La presencia de Bush en Uruguay ha motivado una planificación de seguridad nunca antes vista en el país, mayor aún que la implementada en noviembre pasado con motivo de la XVI Cumbre Iberoamericana.

El Servicio Secreto es la unidad gubernamental donde sirven los 250 agentes especiales encargados de proteger físicamente a Bush, su esposa Laura y al resto de los miembros de la delegación oficial. Los orígenes de este servicio se remontan a 1865, cuando se creó como parte del Departamento del Tesoro de Estados Unidos. Su función original era combatir la falsificación del papel moneda. Luego de la Guerra de Secesión, se estima que entre el 30% y el 50% de la moneda circulante era falsa.

En 1901, luego del asesinato del presidente estadounidense William McKinley, la función principal del Servicio Secreto pasó a ser la protección de la vida del presidente.
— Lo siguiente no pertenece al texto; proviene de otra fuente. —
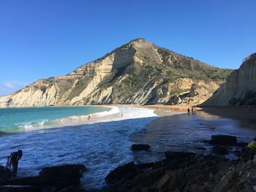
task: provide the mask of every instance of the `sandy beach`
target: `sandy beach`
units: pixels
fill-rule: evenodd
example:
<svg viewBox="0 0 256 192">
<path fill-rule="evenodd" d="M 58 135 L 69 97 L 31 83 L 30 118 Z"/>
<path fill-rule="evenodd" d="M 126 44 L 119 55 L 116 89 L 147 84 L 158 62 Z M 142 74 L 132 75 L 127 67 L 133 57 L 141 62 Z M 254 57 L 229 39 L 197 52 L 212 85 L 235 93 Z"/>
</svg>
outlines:
<svg viewBox="0 0 256 192">
<path fill-rule="evenodd" d="M 145 105 L 143 107 L 154 108 L 158 116 L 168 115 L 168 112 L 187 112 L 192 105 Z M 205 117 L 221 117 L 238 120 L 242 126 L 256 128 L 255 107 L 197 107 L 199 115 Z"/>
</svg>

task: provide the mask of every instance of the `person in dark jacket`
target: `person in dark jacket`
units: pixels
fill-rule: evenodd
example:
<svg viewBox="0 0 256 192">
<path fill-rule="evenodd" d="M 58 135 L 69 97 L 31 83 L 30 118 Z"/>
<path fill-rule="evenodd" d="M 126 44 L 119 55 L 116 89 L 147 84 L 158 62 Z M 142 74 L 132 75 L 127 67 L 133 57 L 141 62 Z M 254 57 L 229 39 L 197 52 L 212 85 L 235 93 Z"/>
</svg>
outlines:
<svg viewBox="0 0 256 192">
<path fill-rule="evenodd" d="M 6 167 L 10 167 L 12 166 L 12 177 L 17 177 L 17 172 L 18 172 L 18 164 L 19 160 L 22 157 L 22 150 L 18 150 L 17 152 L 12 152 L 11 154 L 7 157 L 7 163 Z"/>
</svg>

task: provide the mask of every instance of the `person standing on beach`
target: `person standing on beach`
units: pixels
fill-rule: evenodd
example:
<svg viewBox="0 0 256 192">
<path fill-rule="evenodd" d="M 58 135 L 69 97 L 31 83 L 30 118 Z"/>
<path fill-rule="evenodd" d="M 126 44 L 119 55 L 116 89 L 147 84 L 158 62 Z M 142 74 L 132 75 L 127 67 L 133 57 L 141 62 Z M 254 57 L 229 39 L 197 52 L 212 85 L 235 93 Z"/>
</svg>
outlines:
<svg viewBox="0 0 256 192">
<path fill-rule="evenodd" d="M 11 154 L 7 157 L 7 163 L 6 165 L 6 168 L 9 168 L 11 166 L 12 166 L 12 178 L 17 177 L 18 164 L 21 157 L 22 157 L 21 150 L 18 150 L 17 152 L 11 153 Z"/>
</svg>

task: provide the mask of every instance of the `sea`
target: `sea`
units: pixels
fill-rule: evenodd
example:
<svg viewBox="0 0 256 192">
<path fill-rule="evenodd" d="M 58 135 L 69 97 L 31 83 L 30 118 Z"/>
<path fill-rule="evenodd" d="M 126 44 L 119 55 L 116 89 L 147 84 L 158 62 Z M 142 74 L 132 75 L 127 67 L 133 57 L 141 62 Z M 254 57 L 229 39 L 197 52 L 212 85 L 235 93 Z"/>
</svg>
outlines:
<svg viewBox="0 0 256 192">
<path fill-rule="evenodd" d="M 243 142 L 255 135 L 236 120 L 208 114 L 157 114 L 131 105 L 0 109 L 0 165 L 19 149 L 23 156 L 18 177 L 37 175 L 45 166 L 81 164 L 88 168 L 82 186 L 99 189 L 111 170 L 130 161 L 162 160 L 166 150 L 208 153 L 211 147 L 202 141 L 212 134 L 232 134 Z M 135 143 L 151 147 L 135 153 Z"/>
</svg>

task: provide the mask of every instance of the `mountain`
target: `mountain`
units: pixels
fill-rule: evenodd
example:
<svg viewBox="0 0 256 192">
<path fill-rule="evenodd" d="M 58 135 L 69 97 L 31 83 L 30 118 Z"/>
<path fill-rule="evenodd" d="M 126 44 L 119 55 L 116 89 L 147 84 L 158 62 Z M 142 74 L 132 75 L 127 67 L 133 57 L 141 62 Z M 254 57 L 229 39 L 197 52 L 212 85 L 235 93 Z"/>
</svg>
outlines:
<svg viewBox="0 0 256 192">
<path fill-rule="evenodd" d="M 256 105 L 256 53 L 246 58 L 203 105 Z"/>
<path fill-rule="evenodd" d="M 1 96 L 0 107 L 197 104 L 230 72 L 137 39 L 65 76 Z"/>
</svg>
Hoy, el Servicio Secreto tiene además la misión de investigar delitos contra el sistema financiero de Estados Unidos.

Por una ley, el Servicio Secreto estadounidense está autorizado a proteger a una larga nómina de personas que integran o integraron el gobierno, familiares y visitantes extranjeros. El presidente, el vicepresidente; el presidente y vicepresidente electos, los familiares de primera línea de los mencionados, los ex presidentes y sus esposas que no hayan vuelto a casarse, los hijos menores de 16 años de los ex presidentes, los jefes de Estado y de gobierno extranjeros y sus esposas cuando viajen con ellos, los principales candidatos a presidente y vice, junto con sus esposas, y otras personas por orden directa del presidente reciben la protección del Servicio Secreto.

Hasta 1965, los ex presidentes recibían protección de por vida, pero en 1997 se aprobó una ley limitando la protección a los 10 años posteriores al fin del mandato. El ex presidente Bill Clinton ha sido el último en recibir protección de por vida.